Última hora

Novos templos para novos tempos

27 Julho 2016
Novos templos para novos tempos
Opinião
0

É tão certo como o calor de Verão: com o estio, o país recebe inúmeros festivais de música. Entre nomes consagrados mundialmente e outros emergentes, do som mainstream ao mais alternativo, desde o rock mais pesado à electrónica mais dançável, todo o espectro musical marca presença em Portugal, assim sintonizando o nosso país com uma Europa onde tais eventos há muito eram prática comum.
Mas, este ano, associado à passagem de certas bandas, surgiu uma outra visão sobre o panorama sonoro contemporâneo: a espiritual. Quem anda minimamente atento ao fenómeno musical, sabe que algumas canções têm um cariz religioso, não necessariamente procedente desta ou daquela religião, mas com o autor a aproveitar o sentido das letras para abordar questões metafísicas como o nosso lugar perante o Universo, perante a Vida, perante Deus, perante a nossa própria consciência existencial.
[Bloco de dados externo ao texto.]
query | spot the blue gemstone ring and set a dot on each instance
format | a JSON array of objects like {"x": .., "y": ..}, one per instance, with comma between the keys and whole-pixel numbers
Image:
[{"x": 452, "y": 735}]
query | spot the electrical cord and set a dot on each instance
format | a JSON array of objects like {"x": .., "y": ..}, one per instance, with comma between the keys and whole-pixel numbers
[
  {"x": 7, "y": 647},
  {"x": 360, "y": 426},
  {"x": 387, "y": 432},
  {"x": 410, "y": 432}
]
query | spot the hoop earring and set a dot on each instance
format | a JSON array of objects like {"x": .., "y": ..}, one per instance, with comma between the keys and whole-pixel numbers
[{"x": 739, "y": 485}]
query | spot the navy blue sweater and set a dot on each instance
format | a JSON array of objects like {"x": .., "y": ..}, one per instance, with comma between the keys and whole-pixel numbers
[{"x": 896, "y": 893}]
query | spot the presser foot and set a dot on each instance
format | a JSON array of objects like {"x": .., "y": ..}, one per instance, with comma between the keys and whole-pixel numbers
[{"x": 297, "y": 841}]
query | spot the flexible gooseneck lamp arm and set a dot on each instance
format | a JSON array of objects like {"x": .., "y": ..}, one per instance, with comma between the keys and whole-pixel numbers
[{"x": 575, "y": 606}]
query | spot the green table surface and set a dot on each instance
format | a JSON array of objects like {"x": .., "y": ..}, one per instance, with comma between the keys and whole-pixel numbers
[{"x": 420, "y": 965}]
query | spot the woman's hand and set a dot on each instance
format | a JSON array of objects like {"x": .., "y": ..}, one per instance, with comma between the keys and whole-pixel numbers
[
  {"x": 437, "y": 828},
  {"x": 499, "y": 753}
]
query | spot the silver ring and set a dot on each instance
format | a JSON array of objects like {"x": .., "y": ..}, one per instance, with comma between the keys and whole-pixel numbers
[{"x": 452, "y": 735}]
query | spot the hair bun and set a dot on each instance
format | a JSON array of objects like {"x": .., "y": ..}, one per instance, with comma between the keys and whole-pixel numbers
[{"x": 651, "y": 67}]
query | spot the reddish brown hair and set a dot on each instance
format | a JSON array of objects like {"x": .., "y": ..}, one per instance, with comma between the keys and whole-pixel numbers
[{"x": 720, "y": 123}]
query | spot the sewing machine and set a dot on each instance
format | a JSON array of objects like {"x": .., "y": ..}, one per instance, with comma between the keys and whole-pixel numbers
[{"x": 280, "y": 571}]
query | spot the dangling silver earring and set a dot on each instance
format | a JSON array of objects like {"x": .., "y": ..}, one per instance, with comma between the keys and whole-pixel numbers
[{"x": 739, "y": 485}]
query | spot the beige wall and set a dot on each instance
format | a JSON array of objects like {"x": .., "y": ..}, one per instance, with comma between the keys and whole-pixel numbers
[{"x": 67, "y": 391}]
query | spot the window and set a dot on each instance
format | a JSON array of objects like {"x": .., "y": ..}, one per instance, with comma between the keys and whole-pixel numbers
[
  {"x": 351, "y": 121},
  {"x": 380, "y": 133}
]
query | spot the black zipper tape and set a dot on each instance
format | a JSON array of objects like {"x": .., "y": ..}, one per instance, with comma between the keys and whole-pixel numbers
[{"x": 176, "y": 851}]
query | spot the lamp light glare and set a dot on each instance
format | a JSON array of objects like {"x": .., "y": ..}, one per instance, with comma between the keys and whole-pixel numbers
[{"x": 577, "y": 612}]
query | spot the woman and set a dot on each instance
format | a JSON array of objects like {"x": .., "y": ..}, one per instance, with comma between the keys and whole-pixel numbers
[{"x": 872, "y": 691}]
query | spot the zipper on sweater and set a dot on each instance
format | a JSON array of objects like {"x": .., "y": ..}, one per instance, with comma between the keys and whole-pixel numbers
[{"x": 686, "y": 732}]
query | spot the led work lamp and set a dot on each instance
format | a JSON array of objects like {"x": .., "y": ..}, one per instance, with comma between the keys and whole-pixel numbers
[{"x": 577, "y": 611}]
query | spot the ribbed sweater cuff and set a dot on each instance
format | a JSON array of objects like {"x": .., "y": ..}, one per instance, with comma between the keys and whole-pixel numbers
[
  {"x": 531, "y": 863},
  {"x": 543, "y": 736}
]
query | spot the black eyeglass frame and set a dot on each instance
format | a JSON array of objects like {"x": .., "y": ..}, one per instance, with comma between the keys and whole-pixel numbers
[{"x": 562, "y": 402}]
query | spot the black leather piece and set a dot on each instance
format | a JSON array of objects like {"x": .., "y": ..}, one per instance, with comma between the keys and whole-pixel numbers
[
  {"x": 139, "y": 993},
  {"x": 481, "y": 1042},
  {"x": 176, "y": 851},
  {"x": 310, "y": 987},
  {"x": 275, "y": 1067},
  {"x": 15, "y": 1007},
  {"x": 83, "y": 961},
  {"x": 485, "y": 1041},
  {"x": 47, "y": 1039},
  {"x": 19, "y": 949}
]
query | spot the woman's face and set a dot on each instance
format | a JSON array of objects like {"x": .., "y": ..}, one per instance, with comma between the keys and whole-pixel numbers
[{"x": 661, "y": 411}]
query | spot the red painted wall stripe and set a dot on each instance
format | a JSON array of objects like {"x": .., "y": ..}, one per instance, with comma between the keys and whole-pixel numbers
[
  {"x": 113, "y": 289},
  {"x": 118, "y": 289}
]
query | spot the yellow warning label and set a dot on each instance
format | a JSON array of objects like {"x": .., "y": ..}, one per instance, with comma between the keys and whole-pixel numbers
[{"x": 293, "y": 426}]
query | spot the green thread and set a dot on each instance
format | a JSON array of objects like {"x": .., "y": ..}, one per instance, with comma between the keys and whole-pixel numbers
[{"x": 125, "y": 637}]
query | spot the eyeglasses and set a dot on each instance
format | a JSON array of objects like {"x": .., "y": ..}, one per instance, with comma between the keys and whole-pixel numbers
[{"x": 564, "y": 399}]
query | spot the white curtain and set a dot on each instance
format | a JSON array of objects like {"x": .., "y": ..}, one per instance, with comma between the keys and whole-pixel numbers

Parece um cenário impossível, quando se acusa a música pop/rock de ser “superficial”, exceptuando casos precisos em que é utilizada como arma denunciadora ou, como cá ficou conhecida, “de intervenção”. O tiro de partida foi dado pelo Pe. Tolentino de Mendonça, em “A teologia segundo Bruce Springsteen”, seguido, semanas depois, dum brilhante texto de Henrique Raposo, “Aleluia! Ou o rock enquanto fé”.
A visão destes dois colunistas está impregnada de cristianismo. Citam, naturalmente, os americanos Springsteen e Johnny Cash, mas também o australiano Nick Cave, os irlandeses católicos U2 e os canadianos Arcade Fire e até o judeu Leonard Cohen. Tudo proveniente do universo anglo-saxónico, onde a leitura dos textos sagrados é uma prática habitual desde tenra idade. Não admira, portanto, que estes songwriters, ou escritores de canções, vertam para as suas composições muito do ensinamento religioso que lhes foi ministrado. Mas não o transcrevem, antes mostram o quanto o assimilaram. A religião serviu-lhes para crescerem, para construírem a sua mundividência, para expiar as suas angústias existenciais.
Canções dos U2 como “One”, onde se proclama a igualdade e a fraternidade entre todos os seres humanos ou “Where the Streets Have no Name”, onde se brinda à liberdade do homem para desbravar “mares nunca dantes navegados”, só são compreensíveis à luz da nossa mundividência judaico-cristã. Quando Tim Booth, dos James, lamenta que “já não sinto o meu Deus a olhar por mim” não está a renegar nada, antes a dizer que, tal como Nick Cave em “Into my arms”, também não acredita num Deus interventor, mas antes num companheiro, num amigo, de Alguém que ali está, não para se substituir à nossa vontade ou para nos comandar, mas para nos ajudar nas escolhas. E quando Booth convida “os tristes, os loucos, os ridículos a sentarem-se” junto dele, está a invocar esse texto formatador da nossa civilização ocidental que dá pelo nome de “Sermão da Montanha” tal como Johnny Cash, que tanto cantava para os milionários em Las Vegas como para os criminosos na prisão de Folsom. O Bem e o Mal lutam e convivem sempre, tal como o caminho entre a terra e o céu tem dois sentidos, ambos de dar e receber, como aquela escada que Jacó viu, onde anjos subiam e desciam, e que foi sublimada pelos Led Zeppelin na imortal “Stairway to Heaven”.
Enfim, os exemplos são inúmeros e comprovam, claramente, que ao contrário do que se pensa, a espiritualidade está presente em muita da música que se ouve nos dias de hoje. Há muito menos gente com paciência para ir à Igreja ou ao templo, mas isso não quer dizer que não tenha vida espiritual. A fonte é que passou a ser outra. Em vez de graníticas catedrais, de tectos altos, para que o crente se sentisse minúsculo perante a grandeza da divindade, hoje parece que se “reza” em espaços abertos, cultivando-se a proximidade com o céu e a harmonia com o Todo, permitindo um diálogo directo, sem “intermediários”, entre Deus que, lá “de cima”, com o seu olho da Providência, observa e escuta aqueles que o saúdam e celebram.